Drove out the Golden Ears Bridge on Monday night, a couple hours before it opened to the public. It's bleached-bone skeleton will soon be littered with delayed reaction skidmarks and shards of gravel, but at the time it was unused except for the security guard SUVs that raced drunken construction CEOs on joyrides back and forth across the deck. It was weird sitting beneath this massive engineering achievement that, at the time, was completely useless. A hulking statue of wires and concrete that was no more useful to the local infrastructure network than the roof of a Safeway. An abstract artpiece of giants. And then, two hours later, it was turned on and it will be sitting there for decades as a vital artery. Imagine if halfway through our lives we suddenly grew a few extra limbs just to help our daily lives. It would be pretty fantastic until you realized that you had to exercise twice as hard to keep the new appendages looking just as good as the old. Or, I suppose, to keep this metaphor more accurate, one could tear off the old limbs when the new ones grow in. Bio-engineers, you could learn a lot from engineering-engineers.
I felt pretty insignificant, lying under a kilometre of suspended roadway that was constructed from nothing but rocks. Human turned the earth into steel and let fire connect all those peices together. All those people planning, designing, and building. Now they have a monument to show what they did, and that will stand there forever (although with peak-oil, who knows how long it'll be used for cars).

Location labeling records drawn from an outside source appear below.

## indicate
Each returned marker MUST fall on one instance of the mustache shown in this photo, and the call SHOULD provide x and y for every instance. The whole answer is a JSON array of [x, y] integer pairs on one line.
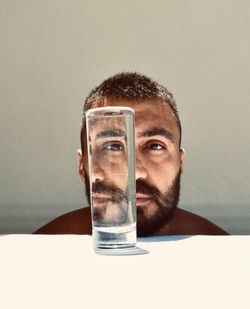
[[116, 194]]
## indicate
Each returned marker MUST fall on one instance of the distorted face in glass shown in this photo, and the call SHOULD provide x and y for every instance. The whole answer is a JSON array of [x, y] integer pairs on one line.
[[108, 169], [159, 162]]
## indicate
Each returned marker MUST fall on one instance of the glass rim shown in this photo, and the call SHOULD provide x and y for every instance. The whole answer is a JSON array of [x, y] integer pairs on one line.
[[115, 108]]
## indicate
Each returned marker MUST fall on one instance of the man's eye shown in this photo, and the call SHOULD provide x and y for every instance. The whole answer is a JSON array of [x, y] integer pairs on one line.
[[116, 147], [155, 147]]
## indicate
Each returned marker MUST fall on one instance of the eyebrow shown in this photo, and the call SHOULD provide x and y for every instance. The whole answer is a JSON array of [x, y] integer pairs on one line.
[[157, 131], [110, 133]]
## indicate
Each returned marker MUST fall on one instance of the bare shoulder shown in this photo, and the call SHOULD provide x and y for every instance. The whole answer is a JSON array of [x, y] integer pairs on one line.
[[187, 223], [74, 222]]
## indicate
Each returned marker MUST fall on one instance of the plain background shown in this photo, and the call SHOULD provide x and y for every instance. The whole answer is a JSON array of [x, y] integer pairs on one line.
[[54, 52]]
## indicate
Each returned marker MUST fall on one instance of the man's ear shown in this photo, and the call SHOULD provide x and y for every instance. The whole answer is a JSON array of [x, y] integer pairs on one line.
[[81, 168], [182, 155]]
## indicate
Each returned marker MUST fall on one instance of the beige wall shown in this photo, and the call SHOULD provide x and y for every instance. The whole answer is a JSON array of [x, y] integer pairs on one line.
[[53, 52]]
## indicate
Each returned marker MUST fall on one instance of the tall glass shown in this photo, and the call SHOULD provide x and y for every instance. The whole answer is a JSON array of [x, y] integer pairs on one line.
[[111, 159]]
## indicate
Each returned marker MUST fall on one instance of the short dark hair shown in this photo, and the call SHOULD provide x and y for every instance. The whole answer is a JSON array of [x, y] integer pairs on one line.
[[130, 87]]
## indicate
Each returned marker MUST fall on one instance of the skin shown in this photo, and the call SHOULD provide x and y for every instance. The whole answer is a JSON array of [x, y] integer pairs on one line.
[[159, 159]]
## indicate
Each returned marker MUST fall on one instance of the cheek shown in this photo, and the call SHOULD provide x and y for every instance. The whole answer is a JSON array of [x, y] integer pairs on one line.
[[163, 174]]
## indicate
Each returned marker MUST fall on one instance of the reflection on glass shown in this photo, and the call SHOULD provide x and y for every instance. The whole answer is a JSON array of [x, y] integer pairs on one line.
[[110, 135]]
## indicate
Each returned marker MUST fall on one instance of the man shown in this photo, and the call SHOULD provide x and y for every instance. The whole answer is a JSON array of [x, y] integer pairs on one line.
[[159, 161]]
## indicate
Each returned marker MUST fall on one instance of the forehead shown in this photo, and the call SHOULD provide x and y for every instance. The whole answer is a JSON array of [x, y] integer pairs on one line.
[[152, 114]]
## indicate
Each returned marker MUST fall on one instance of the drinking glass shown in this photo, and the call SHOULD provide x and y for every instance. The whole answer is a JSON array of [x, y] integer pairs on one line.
[[111, 162]]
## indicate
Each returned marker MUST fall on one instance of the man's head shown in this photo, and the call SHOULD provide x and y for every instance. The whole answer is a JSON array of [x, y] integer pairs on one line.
[[159, 157]]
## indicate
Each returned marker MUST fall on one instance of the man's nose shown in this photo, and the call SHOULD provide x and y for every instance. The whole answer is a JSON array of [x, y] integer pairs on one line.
[[140, 170], [97, 172]]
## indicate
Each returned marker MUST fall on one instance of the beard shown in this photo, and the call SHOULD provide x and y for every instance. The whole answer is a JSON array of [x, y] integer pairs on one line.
[[114, 210], [166, 203]]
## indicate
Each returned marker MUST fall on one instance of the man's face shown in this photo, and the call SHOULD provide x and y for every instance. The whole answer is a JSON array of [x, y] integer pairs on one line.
[[158, 164]]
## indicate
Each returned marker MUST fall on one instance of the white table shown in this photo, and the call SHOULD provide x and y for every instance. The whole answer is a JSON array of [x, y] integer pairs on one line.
[[62, 271]]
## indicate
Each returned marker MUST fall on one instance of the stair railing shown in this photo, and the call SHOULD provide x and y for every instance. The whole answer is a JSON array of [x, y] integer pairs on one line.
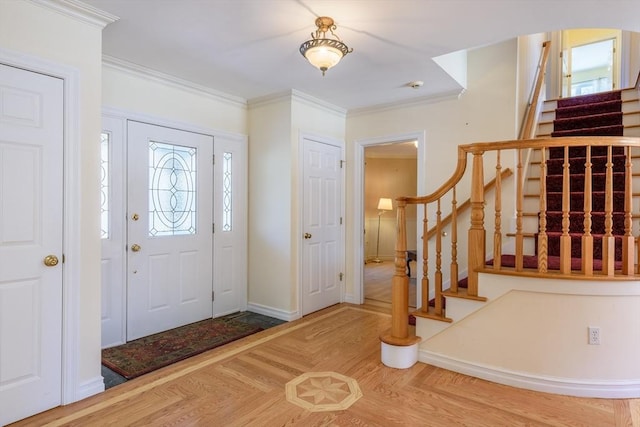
[[476, 243]]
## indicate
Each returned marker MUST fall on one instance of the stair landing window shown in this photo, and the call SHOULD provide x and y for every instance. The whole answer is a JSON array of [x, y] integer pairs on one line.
[[588, 66]]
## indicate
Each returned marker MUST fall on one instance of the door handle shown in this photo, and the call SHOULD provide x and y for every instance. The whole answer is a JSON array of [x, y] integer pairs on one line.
[[50, 260]]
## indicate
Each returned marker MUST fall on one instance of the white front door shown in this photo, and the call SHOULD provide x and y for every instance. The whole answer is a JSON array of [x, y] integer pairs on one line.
[[31, 201], [321, 226], [169, 221], [230, 211]]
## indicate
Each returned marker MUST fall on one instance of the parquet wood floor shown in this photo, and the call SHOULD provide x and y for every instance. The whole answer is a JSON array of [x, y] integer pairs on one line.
[[243, 384]]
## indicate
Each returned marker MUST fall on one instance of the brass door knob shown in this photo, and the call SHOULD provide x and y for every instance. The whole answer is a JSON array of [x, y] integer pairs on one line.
[[51, 260]]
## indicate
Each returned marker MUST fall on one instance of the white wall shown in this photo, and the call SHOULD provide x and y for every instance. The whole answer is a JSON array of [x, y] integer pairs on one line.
[[137, 92], [42, 33], [536, 336], [270, 200], [485, 112]]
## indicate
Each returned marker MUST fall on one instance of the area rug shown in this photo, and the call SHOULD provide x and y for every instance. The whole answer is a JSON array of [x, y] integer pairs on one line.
[[147, 354]]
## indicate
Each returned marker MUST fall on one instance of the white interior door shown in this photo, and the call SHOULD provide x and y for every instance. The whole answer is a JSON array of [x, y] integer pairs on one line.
[[31, 201], [169, 222], [230, 238], [321, 226]]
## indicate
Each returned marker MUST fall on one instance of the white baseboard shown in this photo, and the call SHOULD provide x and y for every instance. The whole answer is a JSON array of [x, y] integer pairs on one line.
[[90, 388], [350, 298], [597, 388], [287, 316]]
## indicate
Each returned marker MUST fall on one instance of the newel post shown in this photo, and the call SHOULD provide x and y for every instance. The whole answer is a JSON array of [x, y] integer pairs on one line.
[[477, 233], [399, 347]]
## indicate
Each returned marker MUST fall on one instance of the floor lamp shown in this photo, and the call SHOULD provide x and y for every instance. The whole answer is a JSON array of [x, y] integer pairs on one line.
[[383, 205]]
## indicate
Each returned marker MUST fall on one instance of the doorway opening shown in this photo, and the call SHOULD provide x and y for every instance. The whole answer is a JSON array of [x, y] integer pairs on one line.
[[590, 61], [390, 171]]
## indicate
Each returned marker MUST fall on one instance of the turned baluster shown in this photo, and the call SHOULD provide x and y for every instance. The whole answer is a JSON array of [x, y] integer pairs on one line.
[[454, 243], [565, 238], [543, 242], [587, 238], [424, 298], [628, 240], [438, 273], [608, 241], [497, 234], [519, 236]]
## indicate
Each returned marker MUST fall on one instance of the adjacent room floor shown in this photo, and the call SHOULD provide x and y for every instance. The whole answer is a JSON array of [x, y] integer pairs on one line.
[[377, 283]]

In the mornings, I drive down the King George Highway, long ago bypassed by Highway 99. Some sections still have white centre lanes, dating the pavement back to at least the early 1970s. I wonder about the people who paved that. Hard working people, possibly dead, with some very minor proof of their achievements. Yeah it's just shitty piece of a shitty highway. But what am making that will still be useful to humanity in 40 years?